In light of the discussion above, it is key that we ensure that the interventions and augmentations that our Task Context feature makes upon the IDE hit the sweet spot where it helps developers be more efficient, but isn't so heavy-handed that their entire world changes and they don't feel like they know how to interact with the IDE they've grown to know. It's important to note that the majority of developers are VERY particular about how their environments are set up. Moreover, most developers have ALM tools forced upon them by management, because they allow development leadership to track progress, to have purview and traceability, and to effectively manage development projects and balance resources. Therefore, we have to create a scenario where we have enough of an intervention to have an impact, but not to the point where we irritate or alienate the end users.

A Proposal

Here is a modest proposal, as a first cut, for how to go about establishing Task Contexts in such a way as to accomplish the goals above:

  • Implement all of the "light" interventions as a matter of course
  • Take a good look at the "medium" interventions and implement them based on task type. If you look at, for example, manipulating menus and toolbars, or "perspective-shift", this might be more palatable in the context of, say, QA or prototyping than it would be for feature request implementation or bug fixing.
  • Identify which of the "heavy" interventions are technically possible, and make them optional based on user preference, but turned off by default. (or very easy to turn off without hunting through a lot of menus)
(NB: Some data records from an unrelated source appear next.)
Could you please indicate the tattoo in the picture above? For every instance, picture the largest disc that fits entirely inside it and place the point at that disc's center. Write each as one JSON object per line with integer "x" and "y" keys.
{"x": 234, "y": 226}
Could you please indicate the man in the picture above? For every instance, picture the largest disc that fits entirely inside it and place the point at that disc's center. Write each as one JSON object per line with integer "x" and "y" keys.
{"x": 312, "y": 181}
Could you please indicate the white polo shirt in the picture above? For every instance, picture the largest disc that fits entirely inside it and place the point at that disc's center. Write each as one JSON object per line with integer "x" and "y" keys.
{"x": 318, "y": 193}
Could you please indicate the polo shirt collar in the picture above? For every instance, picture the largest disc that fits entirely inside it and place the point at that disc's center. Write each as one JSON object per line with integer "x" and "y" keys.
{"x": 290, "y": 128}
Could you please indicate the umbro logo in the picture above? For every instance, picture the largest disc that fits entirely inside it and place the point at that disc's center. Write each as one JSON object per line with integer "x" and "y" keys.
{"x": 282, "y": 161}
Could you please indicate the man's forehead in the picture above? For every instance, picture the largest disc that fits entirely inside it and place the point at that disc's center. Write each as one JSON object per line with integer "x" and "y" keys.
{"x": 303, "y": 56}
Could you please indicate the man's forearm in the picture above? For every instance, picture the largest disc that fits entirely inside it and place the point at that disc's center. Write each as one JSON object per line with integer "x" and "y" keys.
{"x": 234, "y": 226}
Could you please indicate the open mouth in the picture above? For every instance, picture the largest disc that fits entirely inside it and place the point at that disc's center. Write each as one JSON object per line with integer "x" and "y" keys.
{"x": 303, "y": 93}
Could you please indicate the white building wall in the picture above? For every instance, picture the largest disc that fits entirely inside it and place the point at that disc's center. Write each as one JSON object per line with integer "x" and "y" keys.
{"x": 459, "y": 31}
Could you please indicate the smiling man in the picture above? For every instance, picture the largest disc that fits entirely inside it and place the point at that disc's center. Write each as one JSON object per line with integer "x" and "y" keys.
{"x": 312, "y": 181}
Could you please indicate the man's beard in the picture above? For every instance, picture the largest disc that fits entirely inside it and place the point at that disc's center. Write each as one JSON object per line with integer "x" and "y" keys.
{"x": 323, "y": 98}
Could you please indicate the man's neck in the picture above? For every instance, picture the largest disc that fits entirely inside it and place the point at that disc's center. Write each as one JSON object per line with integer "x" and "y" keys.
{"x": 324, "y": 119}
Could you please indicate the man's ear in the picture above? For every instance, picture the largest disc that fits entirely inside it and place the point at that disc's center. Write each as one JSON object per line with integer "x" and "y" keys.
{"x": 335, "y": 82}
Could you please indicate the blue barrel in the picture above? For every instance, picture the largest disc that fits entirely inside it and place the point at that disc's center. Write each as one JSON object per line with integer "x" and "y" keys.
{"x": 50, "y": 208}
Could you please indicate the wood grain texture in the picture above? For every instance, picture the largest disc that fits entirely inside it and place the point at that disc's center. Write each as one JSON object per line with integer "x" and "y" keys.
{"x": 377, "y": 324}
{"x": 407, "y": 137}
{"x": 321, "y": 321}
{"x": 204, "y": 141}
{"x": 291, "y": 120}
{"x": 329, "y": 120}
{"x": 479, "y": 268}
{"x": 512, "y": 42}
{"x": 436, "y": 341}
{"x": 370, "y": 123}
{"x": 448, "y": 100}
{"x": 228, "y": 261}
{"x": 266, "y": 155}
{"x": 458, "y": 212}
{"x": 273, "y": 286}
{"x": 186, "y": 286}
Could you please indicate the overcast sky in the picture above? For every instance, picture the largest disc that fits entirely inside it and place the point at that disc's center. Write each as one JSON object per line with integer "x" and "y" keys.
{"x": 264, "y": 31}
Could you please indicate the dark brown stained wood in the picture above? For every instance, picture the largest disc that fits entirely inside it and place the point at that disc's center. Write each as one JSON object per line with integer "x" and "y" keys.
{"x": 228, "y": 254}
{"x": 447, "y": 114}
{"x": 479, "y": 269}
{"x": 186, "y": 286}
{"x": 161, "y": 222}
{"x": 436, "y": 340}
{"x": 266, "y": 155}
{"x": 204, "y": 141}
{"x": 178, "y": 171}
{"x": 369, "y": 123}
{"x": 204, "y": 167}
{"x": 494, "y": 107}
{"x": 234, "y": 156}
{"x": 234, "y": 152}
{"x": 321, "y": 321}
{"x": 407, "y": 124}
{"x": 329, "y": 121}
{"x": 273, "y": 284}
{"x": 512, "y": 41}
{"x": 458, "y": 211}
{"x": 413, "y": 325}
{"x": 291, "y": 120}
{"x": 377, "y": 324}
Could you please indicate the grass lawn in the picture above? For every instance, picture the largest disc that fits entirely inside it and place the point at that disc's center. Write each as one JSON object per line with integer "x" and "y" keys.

Updated Proposal: 02/19/2012

The NetBeans Task-Focused team met to discuss the possibilities surrounding customizing the IDE for Task Contexts, and made the following decisions:

  • Task Contexts should be shown in a new window that, by default, is docked in the same location as NetBeans' current Navigator window.
  • The currently Active Task should persist in the Navigator window, not the task selected in the Task Dashboard.
  • The information shown in the Task Context window should consist of a combination of the following:
    • Associated Files: A combination of files that are automatically populated by using MyLyn's automation around "degree of interest" along with files that have been manually added by the user. This is intended to be a scaled down version of the Files/Projects views, specific to the Active Task.
    • IDE State: This is an area where the user can select to Save or Restore aspects of Netbean's look and feel. The user should be able to configure preferences that specify the degree to which they want the IDE customized based on a Task. These preferences are:
      • What files to open
      • What windows/dockables to open, as well as size, position, and dock state
      • Versioning preferences
      • Breakpoints
      • Bookmarks
      • Profiles state and settings
      • TBD: Level of state save/restore for individual windows. For example: in a file editor, should we save and restore whether or not the user was on Source, Design, or History? What about the toggle state of category nodes in the Property Inspector?
      • TBD: Custom task context "profiles" for different types of tasks. Should we allow users to save different preferences for different tasks, so that in some cases, task contexts only tweak the IDE minimally, but for others, there is a lot more intervention?

Update: 04/02/2012

There are two attachments that we've generated to exemplify the direction we're taking for Task Contexts:

Next Steps

In order to firm up this proposal, two UX activities are recommended:

  • review task contexts in existing IDEs.
  • talk to process experts about the general concept of Task Contexts, outside of any specific IDE. Make sure to get equal representation from both Oracle internals like the Development Process Champions group, as well as external NetBeans community developers and contributors.